Confirmatory hypothesis testing for comparing GGMs. Hypotheses are expressed as equality
and/or ineqaulity contraints on the partial correlations of interest. Here the focus is not
on determining the graph (see explore
) but testing specific hypotheses related to
the conditional (in)dependence structure. These methods were introduced in
Williams and Mulder (2019)
and in Williams et al. (2020)
ggm_compare_confirm( ..., hypothesis, formula = NULL, type = "continuous", mixed_type = NULL, prior_sd = 0.25, iter = 25000, impute = TRUE, progress = TRUE, seed = 1 )
... | At least two matrices (or data frame) of dimensions n (observations) by p (nodes). |
---|---|
hypothesis | Character string. The hypothesis (or hypotheses) to be tested. See notes for futher details. |
formula | an object of class |
type | Character string. Which type of data for |
mixed_type | numeric vector. An indicator of length p for which varibles should be treated as ranks.

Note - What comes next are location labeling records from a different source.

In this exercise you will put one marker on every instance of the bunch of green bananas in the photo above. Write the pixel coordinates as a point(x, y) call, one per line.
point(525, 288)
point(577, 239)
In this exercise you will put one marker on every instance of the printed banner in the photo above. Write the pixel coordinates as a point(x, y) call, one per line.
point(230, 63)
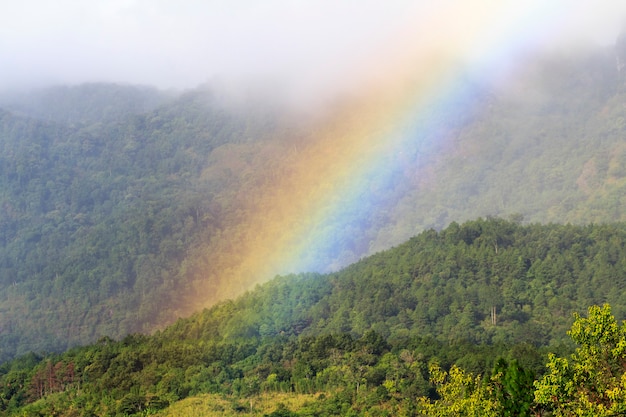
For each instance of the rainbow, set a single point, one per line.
(334, 180)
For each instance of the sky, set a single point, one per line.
(314, 45)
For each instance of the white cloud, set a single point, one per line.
(310, 44)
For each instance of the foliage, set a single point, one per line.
(460, 394)
(592, 382)
(123, 208)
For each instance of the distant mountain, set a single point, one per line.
(85, 103)
(474, 295)
(123, 208)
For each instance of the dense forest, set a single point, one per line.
(473, 319)
(121, 207)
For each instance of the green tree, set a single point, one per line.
(592, 381)
(461, 394)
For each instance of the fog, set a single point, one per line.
(307, 46)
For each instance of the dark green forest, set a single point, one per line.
(115, 201)
(487, 298)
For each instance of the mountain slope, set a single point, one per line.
(122, 209)
(378, 323)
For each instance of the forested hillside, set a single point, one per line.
(484, 299)
(124, 208)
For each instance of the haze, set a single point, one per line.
(301, 45)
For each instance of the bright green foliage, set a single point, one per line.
(461, 394)
(592, 381)
(513, 388)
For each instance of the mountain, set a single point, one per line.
(123, 208)
(364, 336)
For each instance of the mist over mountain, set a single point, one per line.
(124, 208)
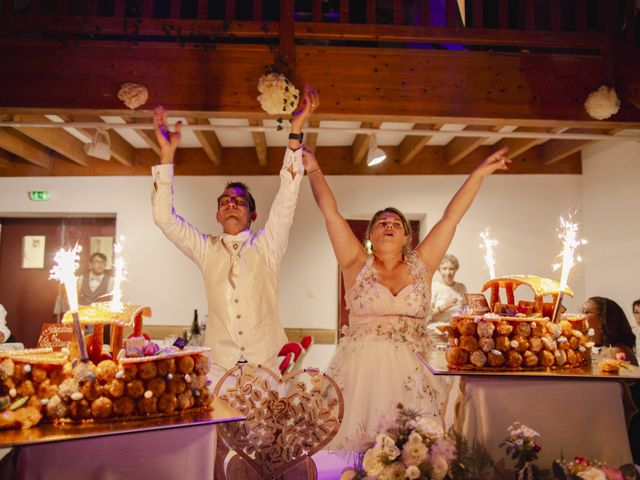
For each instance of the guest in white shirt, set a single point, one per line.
(447, 296)
(241, 268)
(97, 284)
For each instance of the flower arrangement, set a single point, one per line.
(582, 469)
(522, 446)
(602, 103)
(414, 448)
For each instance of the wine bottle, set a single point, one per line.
(195, 326)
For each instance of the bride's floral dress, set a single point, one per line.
(375, 362)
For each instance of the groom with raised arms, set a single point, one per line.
(241, 268)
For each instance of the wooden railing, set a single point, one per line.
(555, 25)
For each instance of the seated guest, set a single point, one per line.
(447, 296)
(612, 329)
(96, 286)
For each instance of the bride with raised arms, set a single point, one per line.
(388, 295)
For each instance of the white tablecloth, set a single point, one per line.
(572, 416)
(186, 453)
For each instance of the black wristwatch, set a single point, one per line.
(296, 136)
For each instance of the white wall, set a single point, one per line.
(521, 210)
(611, 199)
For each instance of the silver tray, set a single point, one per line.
(437, 364)
(49, 432)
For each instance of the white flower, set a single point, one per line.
(278, 95)
(440, 467)
(518, 430)
(414, 437)
(395, 471)
(371, 462)
(429, 427)
(443, 448)
(391, 452)
(384, 440)
(592, 473)
(412, 473)
(602, 103)
(133, 95)
(414, 453)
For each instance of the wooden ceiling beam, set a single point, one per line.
(260, 142)
(333, 160)
(7, 113)
(148, 136)
(458, 148)
(360, 145)
(121, 150)
(391, 82)
(56, 139)
(411, 145)
(208, 139)
(553, 151)
(20, 145)
(312, 137)
(5, 163)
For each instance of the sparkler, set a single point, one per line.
(489, 257)
(66, 264)
(119, 275)
(568, 233)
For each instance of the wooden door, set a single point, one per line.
(27, 294)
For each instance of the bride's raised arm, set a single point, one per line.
(437, 242)
(349, 251)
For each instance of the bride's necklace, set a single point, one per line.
(381, 266)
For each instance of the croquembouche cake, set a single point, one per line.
(519, 336)
(137, 378)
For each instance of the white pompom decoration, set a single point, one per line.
(133, 95)
(278, 95)
(602, 103)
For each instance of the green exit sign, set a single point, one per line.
(39, 195)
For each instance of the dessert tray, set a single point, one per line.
(220, 412)
(437, 364)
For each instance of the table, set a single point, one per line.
(574, 415)
(162, 448)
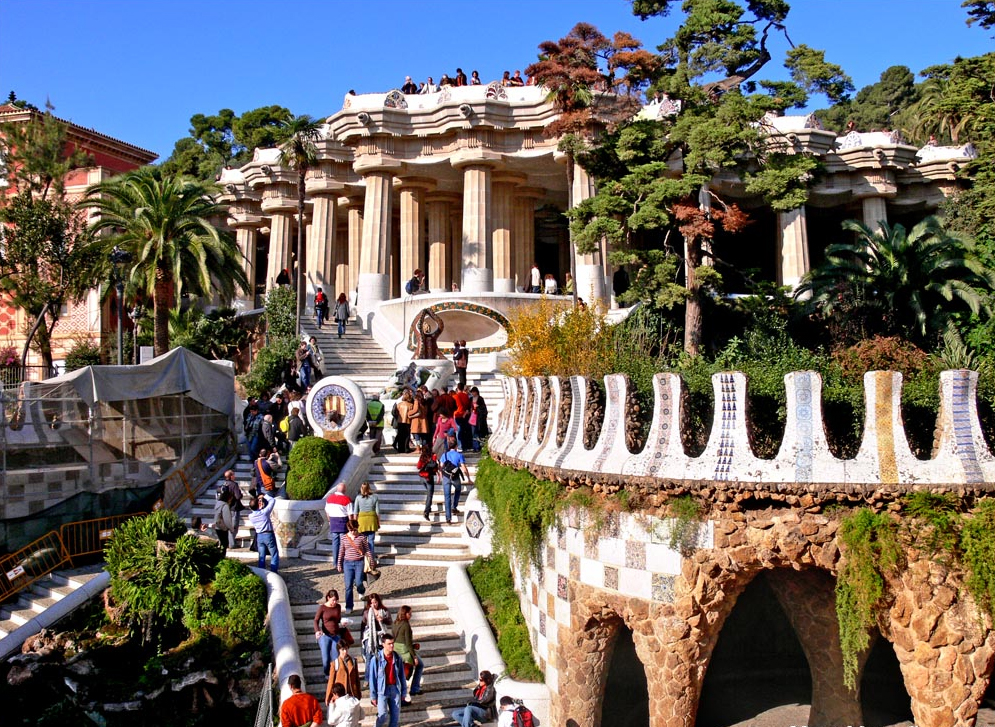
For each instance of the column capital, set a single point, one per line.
(475, 158)
(403, 183)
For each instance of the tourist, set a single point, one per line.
(406, 648)
(549, 284)
(461, 359)
(464, 434)
(326, 629)
(340, 512)
(263, 479)
(374, 421)
(300, 709)
(385, 673)
(225, 521)
(453, 470)
(296, 428)
(376, 624)
(402, 422)
(428, 467)
(353, 550)
(417, 419)
(478, 418)
(344, 710)
(320, 306)
(342, 313)
(368, 515)
(259, 517)
(344, 671)
(481, 707)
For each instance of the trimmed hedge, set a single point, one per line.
(314, 464)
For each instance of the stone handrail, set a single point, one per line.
(530, 431)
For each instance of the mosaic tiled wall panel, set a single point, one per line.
(961, 457)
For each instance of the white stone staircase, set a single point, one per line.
(446, 681)
(41, 594)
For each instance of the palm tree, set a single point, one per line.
(299, 152)
(892, 282)
(164, 222)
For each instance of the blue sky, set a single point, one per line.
(139, 69)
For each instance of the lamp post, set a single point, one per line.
(119, 258)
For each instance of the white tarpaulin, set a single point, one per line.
(212, 383)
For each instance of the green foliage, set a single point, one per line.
(522, 509)
(977, 542)
(495, 587)
(83, 353)
(314, 464)
(686, 514)
(153, 565)
(870, 549)
(232, 608)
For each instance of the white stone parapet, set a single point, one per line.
(961, 457)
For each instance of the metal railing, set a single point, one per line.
(54, 550)
(264, 713)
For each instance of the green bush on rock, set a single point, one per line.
(314, 465)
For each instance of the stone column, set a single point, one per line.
(280, 240)
(590, 282)
(478, 273)
(523, 233)
(438, 206)
(874, 212)
(374, 275)
(412, 199)
(792, 251)
(354, 213)
(502, 224)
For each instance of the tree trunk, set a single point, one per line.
(301, 287)
(160, 303)
(693, 323)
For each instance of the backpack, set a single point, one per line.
(523, 717)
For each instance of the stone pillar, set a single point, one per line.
(354, 213)
(502, 246)
(280, 241)
(478, 274)
(439, 209)
(523, 233)
(792, 251)
(374, 275)
(590, 282)
(247, 237)
(412, 199)
(320, 266)
(874, 212)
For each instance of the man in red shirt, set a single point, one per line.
(300, 709)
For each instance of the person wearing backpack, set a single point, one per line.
(342, 313)
(453, 470)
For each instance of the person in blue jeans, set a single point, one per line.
(452, 480)
(388, 687)
(259, 518)
(353, 550)
(481, 707)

(1 for rank and 0 to assume normality). The default is currently (dev version) to treat all integer variables
as ranks when |
prior_sd | Numeric. The scale of the prior distribution (centered at zero), in reference to a beta distribtuion (defaults to 0.25). |
iter | Number of iterations (posterior samples; defaults to 25,000). |
impute | Logicial. Should the missing values ( |
progress | Logical. Should a progress bar be included (defaults to |
seed | An integer for the random seed. |
The returned object of class confirm
contains a lot of information that
is used for printing and plotting the results. For users of BGGM, the following
are the useful objects:
out_hyp_prob
Posterior hypothesis probabilities.
info
An object of class BF
from the R package BFpack
(Mulder et al. 2019)
The hypotheses can be written either with the respective column names or numbers.
For example, g1_1--2
denotes the relation between the variables in column 1 and 2 for group 1.
The g1_
is required and the only difference from confirm
(one group).
Note that these must correspond to the upper triangular elements of the correlation
matrix. This is accomplished by ensuring that the first number is smaller than the second number.

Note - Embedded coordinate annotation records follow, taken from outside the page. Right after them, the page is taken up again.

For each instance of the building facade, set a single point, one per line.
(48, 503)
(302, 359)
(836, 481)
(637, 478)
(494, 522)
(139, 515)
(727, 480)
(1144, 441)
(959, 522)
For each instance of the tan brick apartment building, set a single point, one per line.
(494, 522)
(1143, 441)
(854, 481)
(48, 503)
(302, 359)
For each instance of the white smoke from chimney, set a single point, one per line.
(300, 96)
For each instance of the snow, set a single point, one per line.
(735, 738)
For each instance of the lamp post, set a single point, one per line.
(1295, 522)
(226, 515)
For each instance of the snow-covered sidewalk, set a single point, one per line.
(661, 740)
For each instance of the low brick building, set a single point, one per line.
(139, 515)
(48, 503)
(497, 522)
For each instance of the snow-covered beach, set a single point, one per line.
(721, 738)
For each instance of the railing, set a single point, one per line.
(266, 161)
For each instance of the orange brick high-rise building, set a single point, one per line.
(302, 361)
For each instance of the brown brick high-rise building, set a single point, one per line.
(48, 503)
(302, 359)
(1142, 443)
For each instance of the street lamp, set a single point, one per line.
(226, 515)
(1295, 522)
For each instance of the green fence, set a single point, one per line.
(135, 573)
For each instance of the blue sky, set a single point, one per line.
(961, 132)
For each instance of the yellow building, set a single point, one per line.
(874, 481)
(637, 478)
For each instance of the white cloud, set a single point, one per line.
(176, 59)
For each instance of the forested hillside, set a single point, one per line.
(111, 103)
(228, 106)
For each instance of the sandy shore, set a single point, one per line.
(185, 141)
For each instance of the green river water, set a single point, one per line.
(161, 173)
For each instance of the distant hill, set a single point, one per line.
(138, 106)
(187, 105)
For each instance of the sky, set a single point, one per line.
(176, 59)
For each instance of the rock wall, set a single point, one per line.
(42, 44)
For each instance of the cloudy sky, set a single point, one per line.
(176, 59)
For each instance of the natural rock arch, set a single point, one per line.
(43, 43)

This also applies when using column names (i.e,, in reference to the column number).
One Hypothesis:
To test whether a relation in larger in one group, while both are expected to be positive, this can be written as
hyp <- c(g1_1--2 > g2_1--2 > 0)
This is then compared to the complement.
More Than One Hypothesis:
The above hypothesis can also be compared to, say, a null model by using ";" to seperate the hypotheses, for example,
hyp <- c(g1_1--2 > g2_1--2 > 0; g1_1--2 = g2_1--2 = 0)
.
Any number of hypotheses can be compared this way.
Using "&"
It is also possible to include &
. This allows for testing one constraint and
another contraint as one hypothesis.
hyp <- c("g1_A1--A2 > g2_A1--A2 & g1_A1--A3 = g2_A1--A3")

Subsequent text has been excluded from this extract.